As a Chapel user, I might like a version of the choice() routine from the Random module that returns indices from a range lo..hi (or 1D domain {lo..hi}?) rather than from the elements of an array. For instance, this could be useful in populating an m-element array with a subset of random indices from an n-element array (essentially a permutation of a random subset of the array's indices).
Looking at the implementation, it appears that this might be fairly easy by replacing code like return A[randIdx]; with simply return randIdx; (if one were to do a code clone) or by making the helper functions that implement choice() a bit more generic.
Hey @bradcray, I would like to work on this.
Can you please provide a sample test case of how do we currently use Random.choice()?

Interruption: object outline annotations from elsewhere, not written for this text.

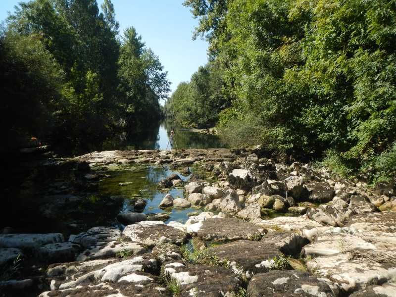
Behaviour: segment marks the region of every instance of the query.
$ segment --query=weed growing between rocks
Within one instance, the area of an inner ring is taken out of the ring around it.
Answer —
[[[240,288],[238,292],[235,295],[235,297],[247,297],[248,294],[246,289],[244,288]]]
[[[166,281],[166,287],[172,293],[173,297],[178,297],[180,295],[181,289],[180,289],[180,283],[175,278],[169,278]]]
[[[270,270],[287,270],[291,269],[292,267],[289,263],[289,256],[283,254],[274,257],[272,259],[273,263],[271,266]]]
[[[220,259],[210,248],[205,248],[201,250],[191,252],[186,246],[182,246],[182,255],[186,262],[194,264],[200,264],[209,266],[220,266],[229,268],[228,260]]]
[[[125,247],[123,247],[122,249],[115,254],[115,256],[118,258],[126,258],[133,255],[133,251],[130,249],[127,249]]]
[[[8,281],[15,276],[21,268],[22,261],[22,256],[19,254],[12,263],[0,266],[0,281]]]

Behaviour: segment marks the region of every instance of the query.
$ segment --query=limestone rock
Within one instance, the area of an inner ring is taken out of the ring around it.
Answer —
[[[121,231],[111,227],[95,227],[78,235],[70,236],[69,241],[84,248],[95,246],[98,243],[108,243],[121,237]]]
[[[173,197],[170,194],[166,194],[162,201],[159,203],[158,207],[160,208],[166,208],[173,205]]]
[[[277,195],[276,195],[277,196]],[[285,199],[280,196],[275,197],[274,204],[272,205],[272,208],[277,211],[284,211],[286,208],[286,204],[285,203]]]
[[[215,247],[212,250],[220,260],[228,261],[235,273],[248,279],[268,271],[271,268],[270,260],[282,254],[276,246],[264,241],[237,240]]]
[[[173,207],[180,208],[190,207],[191,203],[186,199],[183,198],[176,198],[173,200]]]
[[[7,262],[12,262],[18,255],[23,256],[23,253],[19,248],[0,248],[0,266],[2,266]]]
[[[282,197],[286,196],[286,189],[285,183],[283,181],[267,179],[262,184],[252,189],[253,194],[260,193],[270,196],[279,195]]]
[[[220,188],[216,187],[205,187],[202,190],[202,194],[206,194],[213,199],[218,199],[221,198],[224,192]]]
[[[241,210],[242,206],[237,192],[231,189],[227,190],[219,204],[218,208],[223,212],[231,215]]]
[[[367,197],[360,195],[351,196],[349,207],[358,214],[373,212],[378,210],[376,206],[371,204]]]
[[[316,203],[327,203],[331,201],[336,195],[327,182],[308,184],[306,185],[306,188],[309,193],[309,200]]]
[[[31,248],[63,241],[60,233],[0,234],[0,248]]]
[[[190,194],[187,200],[191,202],[192,204],[200,206],[205,206],[212,201],[212,199],[209,195],[200,193]]]
[[[229,269],[221,266],[190,265],[179,262],[164,265],[164,274],[180,284],[181,296],[234,296],[239,281]]]
[[[259,195],[260,194],[256,195]],[[263,208],[272,208],[275,201],[275,197],[267,196],[267,195],[261,195],[258,199],[258,204]]]
[[[323,280],[297,270],[275,270],[256,274],[249,282],[248,294],[249,297],[336,297],[338,296]]]
[[[308,217],[311,220],[324,225],[337,227],[338,224],[332,217],[320,208],[309,208],[306,212]]]
[[[297,214],[304,214],[306,212],[306,207],[302,207],[301,206],[291,206],[288,208],[288,211],[289,212]]]
[[[146,221],[147,216],[144,213],[125,211],[120,212],[117,215],[117,220],[124,225],[130,225],[139,223],[142,221]]]
[[[162,222],[146,221],[134,225],[128,225],[124,229],[123,235],[133,242],[153,247],[165,243],[180,245],[186,239],[187,234]]]
[[[47,244],[36,248],[37,257],[45,263],[74,261],[80,250],[79,245],[70,242]]]
[[[249,221],[254,218],[259,218],[261,215],[260,210],[258,203],[253,203],[248,204],[238,212],[236,216],[241,219]]]
[[[236,188],[250,188],[255,183],[254,177],[248,170],[234,169],[228,175],[230,184]]]
[[[202,184],[196,183],[195,182],[191,182],[187,184],[184,187],[186,192],[188,194],[201,193],[202,188]]]
[[[291,196],[299,199],[303,196],[304,188],[302,187],[302,176],[291,176],[285,180],[285,185],[288,192],[288,196]]]
[[[115,257],[117,253],[130,252],[135,255],[147,252],[146,248],[137,243],[114,241],[109,243],[98,243],[88,247],[77,257],[77,261],[105,259]]]
[[[206,241],[251,239],[265,234],[264,228],[236,218],[209,218],[200,224],[197,235]]]

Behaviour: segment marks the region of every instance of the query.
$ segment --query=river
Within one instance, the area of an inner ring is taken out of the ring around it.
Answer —
[[[169,139],[172,128],[175,131],[174,142],[179,148],[226,148],[217,135],[193,132],[173,126],[162,121],[157,126],[148,127],[138,134],[126,137],[122,141],[111,142],[103,145],[103,150],[159,149],[170,148]],[[174,148],[176,148],[174,147]]]

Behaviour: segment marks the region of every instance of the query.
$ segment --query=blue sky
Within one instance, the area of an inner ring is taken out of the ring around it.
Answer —
[[[0,0],[0,19],[21,0]],[[97,0],[100,7],[102,0]],[[168,71],[172,91],[207,61],[207,43],[191,38],[197,20],[183,0],[112,0],[120,32],[133,26]]]

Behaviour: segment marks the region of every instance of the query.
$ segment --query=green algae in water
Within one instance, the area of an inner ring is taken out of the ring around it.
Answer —
[[[99,195],[106,198],[117,198],[123,199],[123,206],[119,210],[134,211],[133,202],[138,197],[141,197],[147,203],[143,212],[145,213],[166,212],[169,214],[169,221],[176,221],[184,223],[189,218],[188,213],[194,211],[199,213],[202,210],[192,207],[188,208],[169,208],[161,209],[158,206],[165,196],[170,194],[174,198],[184,198],[183,188],[177,188],[161,192],[157,189],[157,185],[161,180],[166,178],[174,173],[177,174],[184,182],[188,181],[190,175],[185,176],[177,171],[170,170],[167,167],[144,166],[140,165],[133,166],[124,166],[124,170],[106,171],[111,177],[100,181],[99,185]],[[124,186],[119,183],[131,183]],[[116,213],[115,215],[116,215]]]

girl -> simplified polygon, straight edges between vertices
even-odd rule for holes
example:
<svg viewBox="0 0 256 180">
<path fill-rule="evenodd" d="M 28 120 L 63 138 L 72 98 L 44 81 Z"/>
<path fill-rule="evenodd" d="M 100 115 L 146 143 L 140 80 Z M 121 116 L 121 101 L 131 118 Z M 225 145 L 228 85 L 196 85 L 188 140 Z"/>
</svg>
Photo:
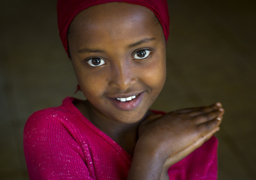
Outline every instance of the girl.
<svg viewBox="0 0 256 180">
<path fill-rule="evenodd" d="M 29 117 L 30 179 L 217 179 L 221 104 L 149 110 L 165 80 L 166 1 L 59 0 L 57 10 L 87 100 L 68 97 Z"/>
</svg>

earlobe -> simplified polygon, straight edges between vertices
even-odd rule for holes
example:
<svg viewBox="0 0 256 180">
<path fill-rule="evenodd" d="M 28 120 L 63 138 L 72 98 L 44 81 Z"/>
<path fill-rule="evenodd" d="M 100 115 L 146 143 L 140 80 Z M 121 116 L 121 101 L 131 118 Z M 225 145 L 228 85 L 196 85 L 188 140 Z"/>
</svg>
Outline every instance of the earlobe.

I tried something like this
use Random;
var A2 = [-1.1, -2.2, -3.3, -4.4, -5.5];
writeln(choice(A2));
But it didn't worked.
Thanks!
Hi @Aniket21mathur: I don't actually know a lot about choice() myself and was pointed to it when asking how to fill an m-element array with unique random indices from 1..n where n >> m.
In a situation like this, I'd use git grep to find tests in $CHPL_HOME/test that call choice(). In practice, most of the standard package and module libraries like this tend to have tests in the library/ subdirectory. So:
$ cd $CHPL_HOME/test/library
$ git grep -l 'choice('
packages/Sort/RadixSort/ips4o-like.chpl
standard/Random/RandomStreamInterface/choiceTest.chpl
standard/Random/RandomStreamInterface/choiceTestErrors.chpl
I'd suggest looking at those tests to see if they help describe how it works beyond what's given in the documentation (which is here: https://chapel-lang.org/docs/master/modules/standard/Random/PCGRandom.html#PCGRandom.PCGRandomStream.choice)
@Aniket21mathur I played some more with choice(), and this code seems to work:
use Random;
var rng = new owned RandomStream( eltType= real, seed= 200 );
//var rng = new owned RandomStream( eltType= int, seed= 200 ); // this also works but not sure about details...
var arr = ["a", "b", "c"];
var n = 20;
writeln();
for i in 1..n do writeln( rng.choice( arr ) );
writeln();
for i in 1..n do writeln( rng.choice( arr, size= 3 ) );
writeln();
for i in 1..n do writeln( rng.choice( arr, size= 3, replace= false ) );
which gives
b
a
...
c
b
b
a b b
c b c
b c a
...
a c b
c a a
b b c
a c b
c b a
c a b
...
b c a
b c a
c b a
For the above results, I guess these routines may be related (by going through Random.chpl)
https://github.com/chapel-lang/chapel/blob/master/modules/standard/Random.chpl#L972
https://github.com/chapel-lang/chapel/blob/master/modules/standard/Random.chpl#L232
@bradcray @ty1027 thanks for helping. I have proposed a fix in #14871. Please review.
@bradcray - before I start reviewing #14871, I'd like to clarify a couple of things about the feature request:
choice() overload that accepts ranges and domains in addition to the current array support - is that correct?I assumed the request here was for a choice() overload that accepts ranges and domains in addition to the current array support - is that correct?
Yes. Though even one that just accepted ranges would be sufficient for my motivating needs.
is it acceptable for the implementation to create an array containing all of the indices of said range or domain, or is avoiding the creation of the sample space array a requirement here?
That would be acceptable, but regrettable I think, since it could require a lot of space for something that isn't really necessary.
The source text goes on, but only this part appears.